The proffered rationalisations for repression, including earlier stage of development and the importance of alleviating poverty, beg the question: Why the macho approach, for example, against impoverished Burma, whi-ch, unlike China, has no record of routine executions, or employing gulag labour to make goods for export, or dispatching convicts as labourers on overseas projects?

During his recent Asian tour, Obama attacked Burma three times while in India, and then in Indonesia sung a line opposite to the one he intoned in Hu’s presence: “Prosperity without freedom is just another form of poverty.”

If Tunisia’s popular uprising holds a broader message, it is that Arab nations need true democratic participation that would empower the masses and decide issues at the ballot box. Yet narrow geopolitical interests crimp US ability to promote democratic empowerment in the Arab world. A quiet cold war that pits the US, Israel and the Sunni oil sheikhdoms against Iran, Syria and their allies, Hamas and Hezbollah, ostensibly validates Washington’s cozy relationships with despotic Sunni Arab regimes, including a jihad-bankrolling Saudi Arabia.

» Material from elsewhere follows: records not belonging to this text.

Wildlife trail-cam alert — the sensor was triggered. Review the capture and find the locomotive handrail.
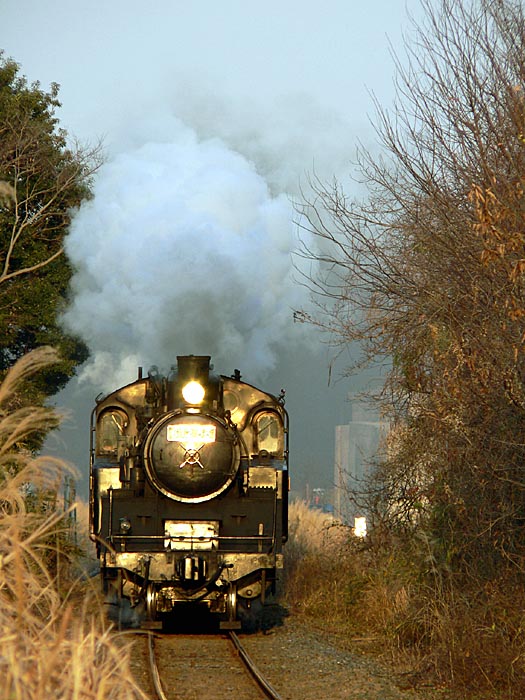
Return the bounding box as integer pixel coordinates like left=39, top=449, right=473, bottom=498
left=109, top=534, right=276, bottom=542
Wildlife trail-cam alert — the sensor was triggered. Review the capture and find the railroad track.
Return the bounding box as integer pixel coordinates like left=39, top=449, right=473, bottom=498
left=147, top=631, right=283, bottom=700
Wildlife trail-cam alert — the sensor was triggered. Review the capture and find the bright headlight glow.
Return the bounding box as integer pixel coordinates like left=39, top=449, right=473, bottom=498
left=182, top=381, right=205, bottom=404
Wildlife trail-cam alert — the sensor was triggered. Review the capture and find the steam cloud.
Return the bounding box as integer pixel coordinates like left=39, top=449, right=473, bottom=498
left=62, top=118, right=310, bottom=389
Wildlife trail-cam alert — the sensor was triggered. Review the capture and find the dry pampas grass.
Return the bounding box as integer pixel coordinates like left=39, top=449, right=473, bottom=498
left=0, top=347, right=146, bottom=700
left=283, top=500, right=356, bottom=622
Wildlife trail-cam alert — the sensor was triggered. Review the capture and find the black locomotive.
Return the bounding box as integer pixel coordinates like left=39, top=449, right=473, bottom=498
left=89, top=355, right=288, bottom=629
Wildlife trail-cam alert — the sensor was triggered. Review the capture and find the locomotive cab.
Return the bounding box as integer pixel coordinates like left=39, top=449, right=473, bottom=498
left=90, top=355, right=288, bottom=630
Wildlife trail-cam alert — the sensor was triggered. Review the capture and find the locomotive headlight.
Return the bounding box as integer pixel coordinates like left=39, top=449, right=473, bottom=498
left=119, top=517, right=132, bottom=534
left=182, top=381, right=205, bottom=404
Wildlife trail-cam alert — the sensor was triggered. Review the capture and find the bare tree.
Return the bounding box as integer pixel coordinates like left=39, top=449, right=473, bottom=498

With Washington reluctant to push powerful Russia on human rights, the weight of democracy sanctions or pressures falls on the small kickable Chinas like Cuba and Zimbabwe. But this raises a larger question: Can promotion of human freedom and the rule of law become a geopolitical tool wielded only against the weak and the marginalised? When the small, poor states fall victim, the world tends to turn a blind eye to even genocide. As the cases of Burundi and Rwanda showed, the world did nothing to stop genocidal killings there.

Obama’s leniency toward the big human-rights abusers overlooks an important connection between their internal and external policies. How China, for example, treats its citizens has an important bearing on the way it treats neighbours and other states.

Freed from real pressure to adhere to universal values, any powerful autocracy will be less willing to play by the rules on trade, resource, security, currency and other issues. If anything, this opens up space for it to subtly help shape new international rules in the years ahead.